Stable-Baselines-Team / stable-baselines3-contrib

Contrib package for Stable-Baselines3 - Experimental reinforcement learning (RL) code
https://sb3-contrib.readthedocs.io
MIT License
463 stars 172 forks source link

MPIVecEnv #45

Open sgillen opened 2 years ago

sgillen commented 2 years ago

Hello,

I was trying to find a way to make the ARS implementation I was working on in this pr faster. My first thought was a drop in replacement for SubprocVecEnv that uses mpi4py instead. I implemented a first pass here. It is quick and dirty, but still a working proof of concept to see if there is any performance to be gained here.
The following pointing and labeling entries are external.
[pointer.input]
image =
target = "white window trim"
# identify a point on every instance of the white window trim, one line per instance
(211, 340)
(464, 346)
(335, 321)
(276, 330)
I am seeing modest speedups in rollout collection time. For pendulum-v0 with 10 environments I am finding it 4-5x faster than Dummy and Subproc. For HumanoidBulletEnv-v0 with 10 environments I am finding it 8x faster than Dummy and 2x Faster than SubProc. It might be possible to squeeze more performance out of it but probably this is 80% of what can be achieved using this approach.

This is just for rollout collections, any actual speedup to algorithms using this vec env are going to be smaller, but for on policy algorithms probably still significant.
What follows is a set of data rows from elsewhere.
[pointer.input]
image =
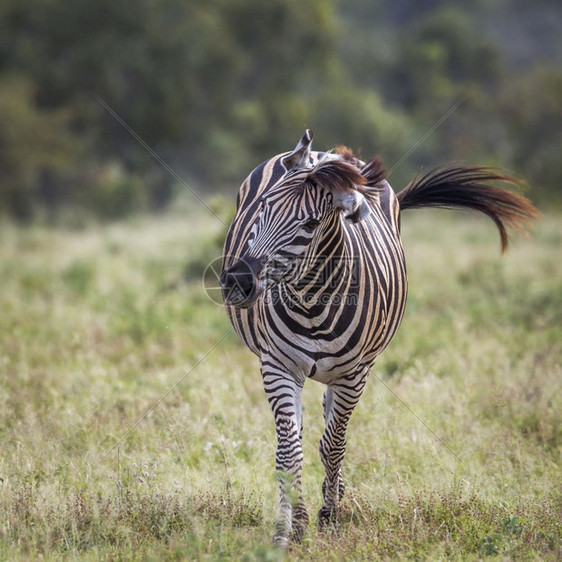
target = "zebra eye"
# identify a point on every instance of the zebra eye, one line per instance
(311, 224)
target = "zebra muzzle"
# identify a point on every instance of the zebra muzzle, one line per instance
(240, 282)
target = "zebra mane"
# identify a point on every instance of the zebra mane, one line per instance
(336, 174)
(374, 172)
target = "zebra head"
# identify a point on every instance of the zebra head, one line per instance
(295, 217)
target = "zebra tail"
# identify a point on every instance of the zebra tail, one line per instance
(471, 187)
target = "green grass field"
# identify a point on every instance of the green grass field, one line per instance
(453, 453)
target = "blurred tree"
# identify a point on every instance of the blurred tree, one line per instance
(531, 109)
(36, 150)
(215, 87)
I wanted to ask if this or something like it had been considered, IIRC mpi4py was a big headache to support, but perhaps by confining that dependency to contrib/ most of the headache will disappear. Can also look at for example torch distributed, but I think that will cause a similar number of headaches for most likely less speed.

This is another thing I would interested in contributing (over the following weeks ...). But again, only if there is interest.

araffin commented 2 years ago

Hello, it looks interesting, do you have a minimal code example on how it works? the synchronization is done after each step?

In fact, I have the plan to have a complete PPO MPI version at some point in SB3 contrib (#11 ) where each core also compute gradients.

sgillen commented 2 years ago

Yes, the examples I made for testing live here. The synchronization happens at each steps, each call to G/gather is blocking.

I figure the proposed vec env could be used by any existing sb3 algorithms for a modest speedup, and maybe by future "MPI aware" algorithms for bigger gains.

araffin commented 2 years ago

Yes, the examples I made for testing live here.

thanks =) but I'm afraid this won't work with the current SB3 implementation...

sgillen commented 2 years ago

OK, I'm not seeing why that is though?